We ate a quiet breakfast, packed our bags, and prepared to leave Palermo and the rest of the Road Scholar Treasures of Sicily participants. When we had first met two weeks before, the Group Leader, Enrico Nucci, asked each of us why we had chosen to visit Sicily. Several members of the group said they were interested to see where the HBO series The White Lotus was filmed. I was surprised that no one else had a reason similar to mine; to see where my maternal grandparents came from. So, as the others were heading back home, we were heading east across the northern shore of Sicily to visit Santo Stefano di Camastra.

View of the Tyrrhenian Sea from Santo Stefano di Camastra

I knew that my maternal grandparents came to America from Sicily at the beginning of the 20th century. My mother was born in Londondale, Pennsylvania, and I think she was the fifth of eight children. Although I was young when my grandparents passed away, I still have memories of visiting them on Sundays. Some of my aunts would usually be there and the atmosphere was often boisterous. I would play with my cousins in the alley behind the house while the women cooked dinner. The large dining room table would be filled with Italian food. Even if I had already eaten seconds, my grandmother would put more food on my plate and say “Mangia, mangia!” My grandfather made his own wine and used to say, “Water is for washing; wine is for drinking.” Very few photos exist of my grandparents or my mother. Here are two that I have.

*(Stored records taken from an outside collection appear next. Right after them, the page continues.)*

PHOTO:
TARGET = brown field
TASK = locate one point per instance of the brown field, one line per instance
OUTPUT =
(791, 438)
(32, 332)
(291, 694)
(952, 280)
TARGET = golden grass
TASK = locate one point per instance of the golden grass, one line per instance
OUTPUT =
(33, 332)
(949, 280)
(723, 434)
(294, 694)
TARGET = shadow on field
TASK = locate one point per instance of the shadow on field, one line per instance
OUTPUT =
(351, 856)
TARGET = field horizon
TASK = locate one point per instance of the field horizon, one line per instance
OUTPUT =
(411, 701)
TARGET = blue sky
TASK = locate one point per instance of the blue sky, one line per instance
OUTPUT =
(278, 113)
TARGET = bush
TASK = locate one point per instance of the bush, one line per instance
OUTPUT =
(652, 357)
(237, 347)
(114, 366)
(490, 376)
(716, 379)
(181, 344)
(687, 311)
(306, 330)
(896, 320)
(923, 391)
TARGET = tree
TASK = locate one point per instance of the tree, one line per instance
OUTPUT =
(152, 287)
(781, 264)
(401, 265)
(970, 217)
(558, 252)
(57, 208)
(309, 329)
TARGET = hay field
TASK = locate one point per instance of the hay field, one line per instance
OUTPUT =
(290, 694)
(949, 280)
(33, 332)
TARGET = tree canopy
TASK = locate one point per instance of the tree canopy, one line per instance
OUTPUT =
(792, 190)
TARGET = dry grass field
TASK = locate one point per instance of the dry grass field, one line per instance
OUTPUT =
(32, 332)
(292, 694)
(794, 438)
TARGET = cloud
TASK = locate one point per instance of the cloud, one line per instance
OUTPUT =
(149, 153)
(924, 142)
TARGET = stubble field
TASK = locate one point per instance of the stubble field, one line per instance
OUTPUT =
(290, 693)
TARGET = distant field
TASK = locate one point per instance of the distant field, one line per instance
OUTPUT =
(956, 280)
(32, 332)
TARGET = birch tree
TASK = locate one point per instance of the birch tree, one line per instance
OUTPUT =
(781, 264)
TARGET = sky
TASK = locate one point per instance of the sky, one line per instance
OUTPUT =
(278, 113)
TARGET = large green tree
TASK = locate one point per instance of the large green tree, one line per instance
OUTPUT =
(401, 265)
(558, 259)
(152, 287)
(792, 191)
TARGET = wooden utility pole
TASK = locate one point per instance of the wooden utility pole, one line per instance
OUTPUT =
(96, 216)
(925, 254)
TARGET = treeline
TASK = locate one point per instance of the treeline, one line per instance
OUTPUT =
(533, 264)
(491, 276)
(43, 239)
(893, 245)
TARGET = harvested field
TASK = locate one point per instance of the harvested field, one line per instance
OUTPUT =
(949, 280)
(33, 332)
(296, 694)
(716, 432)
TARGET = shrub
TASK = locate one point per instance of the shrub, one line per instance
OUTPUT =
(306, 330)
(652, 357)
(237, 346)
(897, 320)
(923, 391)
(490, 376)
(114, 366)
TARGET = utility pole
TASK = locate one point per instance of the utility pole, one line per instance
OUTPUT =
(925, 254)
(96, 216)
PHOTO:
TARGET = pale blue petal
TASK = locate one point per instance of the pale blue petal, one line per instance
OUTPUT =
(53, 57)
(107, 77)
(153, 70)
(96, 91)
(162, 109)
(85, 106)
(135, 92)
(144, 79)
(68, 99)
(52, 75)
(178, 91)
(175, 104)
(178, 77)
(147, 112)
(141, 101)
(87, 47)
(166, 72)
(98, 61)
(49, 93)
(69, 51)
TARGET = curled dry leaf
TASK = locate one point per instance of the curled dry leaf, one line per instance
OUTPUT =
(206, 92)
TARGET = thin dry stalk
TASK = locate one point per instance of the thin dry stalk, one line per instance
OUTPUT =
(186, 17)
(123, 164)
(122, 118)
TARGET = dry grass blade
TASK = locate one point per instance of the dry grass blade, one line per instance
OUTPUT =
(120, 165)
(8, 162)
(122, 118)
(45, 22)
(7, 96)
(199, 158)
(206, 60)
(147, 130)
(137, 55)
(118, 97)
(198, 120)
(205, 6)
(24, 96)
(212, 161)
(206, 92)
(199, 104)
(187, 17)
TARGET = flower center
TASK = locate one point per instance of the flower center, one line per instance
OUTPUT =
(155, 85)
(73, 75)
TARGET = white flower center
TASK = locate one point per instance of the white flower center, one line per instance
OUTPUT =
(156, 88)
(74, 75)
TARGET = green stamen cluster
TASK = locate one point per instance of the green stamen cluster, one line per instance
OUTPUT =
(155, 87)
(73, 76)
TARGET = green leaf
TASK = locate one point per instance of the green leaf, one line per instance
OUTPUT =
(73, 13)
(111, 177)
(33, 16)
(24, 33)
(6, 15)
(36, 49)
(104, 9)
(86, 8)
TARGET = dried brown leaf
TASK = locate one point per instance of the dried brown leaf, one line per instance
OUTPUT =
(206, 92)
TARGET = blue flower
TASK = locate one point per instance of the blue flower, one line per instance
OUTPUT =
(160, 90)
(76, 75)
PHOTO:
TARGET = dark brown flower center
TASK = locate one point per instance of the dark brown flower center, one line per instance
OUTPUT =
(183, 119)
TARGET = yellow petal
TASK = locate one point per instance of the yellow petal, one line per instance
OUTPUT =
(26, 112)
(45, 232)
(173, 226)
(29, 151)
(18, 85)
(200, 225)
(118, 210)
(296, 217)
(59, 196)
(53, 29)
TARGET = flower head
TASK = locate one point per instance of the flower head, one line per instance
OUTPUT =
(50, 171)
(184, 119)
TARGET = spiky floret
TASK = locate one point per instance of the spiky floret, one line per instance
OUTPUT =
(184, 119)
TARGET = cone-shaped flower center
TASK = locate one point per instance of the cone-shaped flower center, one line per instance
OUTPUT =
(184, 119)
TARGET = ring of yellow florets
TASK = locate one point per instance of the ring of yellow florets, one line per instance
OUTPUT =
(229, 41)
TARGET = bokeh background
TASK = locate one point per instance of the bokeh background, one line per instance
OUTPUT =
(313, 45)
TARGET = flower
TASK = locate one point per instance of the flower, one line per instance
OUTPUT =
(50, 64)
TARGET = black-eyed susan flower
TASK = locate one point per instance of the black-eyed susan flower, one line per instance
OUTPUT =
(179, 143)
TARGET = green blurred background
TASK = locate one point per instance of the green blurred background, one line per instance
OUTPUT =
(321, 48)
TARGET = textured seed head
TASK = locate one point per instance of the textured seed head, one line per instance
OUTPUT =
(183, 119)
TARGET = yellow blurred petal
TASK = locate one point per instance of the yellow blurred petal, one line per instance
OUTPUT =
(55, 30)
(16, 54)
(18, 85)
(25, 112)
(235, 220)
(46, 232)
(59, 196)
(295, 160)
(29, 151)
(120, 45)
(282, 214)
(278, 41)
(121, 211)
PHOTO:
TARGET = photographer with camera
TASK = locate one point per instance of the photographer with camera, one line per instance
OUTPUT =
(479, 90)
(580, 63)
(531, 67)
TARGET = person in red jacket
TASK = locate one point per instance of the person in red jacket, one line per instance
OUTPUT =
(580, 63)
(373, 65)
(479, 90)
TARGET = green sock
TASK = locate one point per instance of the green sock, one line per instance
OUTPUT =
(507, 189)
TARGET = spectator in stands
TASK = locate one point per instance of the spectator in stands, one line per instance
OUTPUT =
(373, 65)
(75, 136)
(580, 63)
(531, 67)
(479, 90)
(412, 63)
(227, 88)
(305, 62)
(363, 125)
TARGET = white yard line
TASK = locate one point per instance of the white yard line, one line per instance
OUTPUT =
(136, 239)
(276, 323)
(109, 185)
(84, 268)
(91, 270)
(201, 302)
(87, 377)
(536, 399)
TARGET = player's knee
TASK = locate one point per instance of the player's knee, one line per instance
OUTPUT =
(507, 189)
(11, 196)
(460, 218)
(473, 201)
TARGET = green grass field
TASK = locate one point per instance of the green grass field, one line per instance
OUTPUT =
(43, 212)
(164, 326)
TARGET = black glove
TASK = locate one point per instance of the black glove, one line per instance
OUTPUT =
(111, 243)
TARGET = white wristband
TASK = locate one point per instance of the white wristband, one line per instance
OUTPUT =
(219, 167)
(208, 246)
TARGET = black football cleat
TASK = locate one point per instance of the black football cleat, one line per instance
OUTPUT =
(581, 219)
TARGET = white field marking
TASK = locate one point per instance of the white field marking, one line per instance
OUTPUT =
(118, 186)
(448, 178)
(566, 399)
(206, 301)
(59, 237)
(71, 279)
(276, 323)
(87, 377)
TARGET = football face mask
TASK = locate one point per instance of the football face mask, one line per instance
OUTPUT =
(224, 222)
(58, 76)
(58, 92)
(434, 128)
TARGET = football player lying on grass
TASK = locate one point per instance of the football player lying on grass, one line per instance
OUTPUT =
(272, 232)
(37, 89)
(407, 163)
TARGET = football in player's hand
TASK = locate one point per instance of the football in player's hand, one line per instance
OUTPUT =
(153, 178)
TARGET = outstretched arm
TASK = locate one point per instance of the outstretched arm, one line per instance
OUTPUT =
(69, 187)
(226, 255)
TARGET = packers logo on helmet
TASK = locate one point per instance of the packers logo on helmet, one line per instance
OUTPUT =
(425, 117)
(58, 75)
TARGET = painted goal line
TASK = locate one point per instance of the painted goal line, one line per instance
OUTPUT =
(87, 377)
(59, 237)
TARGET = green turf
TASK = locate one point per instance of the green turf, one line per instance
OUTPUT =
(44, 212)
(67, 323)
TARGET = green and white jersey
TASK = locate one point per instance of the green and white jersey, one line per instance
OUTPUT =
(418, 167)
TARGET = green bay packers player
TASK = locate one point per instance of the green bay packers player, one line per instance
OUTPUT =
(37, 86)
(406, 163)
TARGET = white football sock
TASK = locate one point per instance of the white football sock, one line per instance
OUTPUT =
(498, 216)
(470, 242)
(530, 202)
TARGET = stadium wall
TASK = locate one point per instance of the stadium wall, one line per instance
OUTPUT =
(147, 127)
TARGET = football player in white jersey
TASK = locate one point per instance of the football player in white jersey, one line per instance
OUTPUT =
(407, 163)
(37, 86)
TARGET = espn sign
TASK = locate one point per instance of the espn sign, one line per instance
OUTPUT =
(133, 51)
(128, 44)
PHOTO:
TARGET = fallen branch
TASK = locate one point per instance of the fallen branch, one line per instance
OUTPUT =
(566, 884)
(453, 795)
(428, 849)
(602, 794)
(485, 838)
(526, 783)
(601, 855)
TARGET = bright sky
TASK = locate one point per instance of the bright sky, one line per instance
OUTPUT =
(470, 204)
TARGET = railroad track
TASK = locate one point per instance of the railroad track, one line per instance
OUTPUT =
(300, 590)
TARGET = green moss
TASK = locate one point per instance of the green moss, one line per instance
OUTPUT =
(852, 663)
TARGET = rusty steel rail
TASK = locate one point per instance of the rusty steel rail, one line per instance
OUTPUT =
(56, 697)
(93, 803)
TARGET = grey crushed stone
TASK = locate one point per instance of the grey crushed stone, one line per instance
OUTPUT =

Marianna and Pasquale Faillaci (1950) and Clara Faillaci Anderson (date unknown)

My niece had done quite a bit of research on our Italian relatives and learned that they emigrated from Santo Stefano di Camastra. She shared that information with me and told me I could find records by doing a passenger search on the website for The Statue of Liberty — Ellis Island Foundation, Inc. Given that there must be hundreds of millions of records in that data base, I thought it would be a challenge to find them, but a quick search for Pasquale Faillaci and Marianna Maiorana (maiden name) turned up the information shown below. It was very interesting to see copies of the handwritten ship manifests listing their names. Their first child, Sebastiano, is also listed. I remember him as my Uncle Ben. Forty-five years after his arrival, he and his wife, my Aunt Mary, would become my godparents.

Pasquale Faillaci, Age 30 (1903)
Ship’s manifest for the Trojan Prince sailing out of Naples
Anna Maiorana, Age 23, and Sebastiano Faillaci, Age 5 (1905)
Ship’s manifest for the Lombardia sailing out of Naples

With all of that information in my head and printed out on paper in my suitcase, our driver headed east from Palermo on the A20 Messina-Palermo highway. We went through quite a few tunnels along the way, some very long, but I didn’t realize it at the time that the A20 holds the world record for the highway with the greatest length in tunnels. On average, for each kilometer of highway the A20 has 650.3 meters of tunnel (65%) — more tunnel than road!

A street closure forced our driver to let us off in town before we reached the apartment we had rented. The street may have been closed because it was Palm Sunday. I called the proprietor and, since we were very close, she walked over and took us back to the apartment, the Casa Luigi Sergio. It was a very nice two-bedroom place with three balconies on the second floor. After settling in a bit we grabbed the complimentary city map and went out for a walk.

Santo Stefano is a small town, the population is only around 5,000, so it’s easy to get around. Since the streets are laid out as a diamond inside a square, there are many narrow streets crossing each other at 45-degree angles. We enjoyed a casual walk around the neighborhood looking at street art on the walls and plants in front of homes and apartments. The city is on a hillside overlooking the Tyrrhenian Sea so there are many beautiful views out across the water. In a small park at the edge of town we saw a war memorial, the Monument to the Fallen of the Wars of Santo Stefano di Camastra.

Mouse over the small photos in galleries to see captions.
Click on any one to enlarge, then use arrows to scroll through the rest of the images.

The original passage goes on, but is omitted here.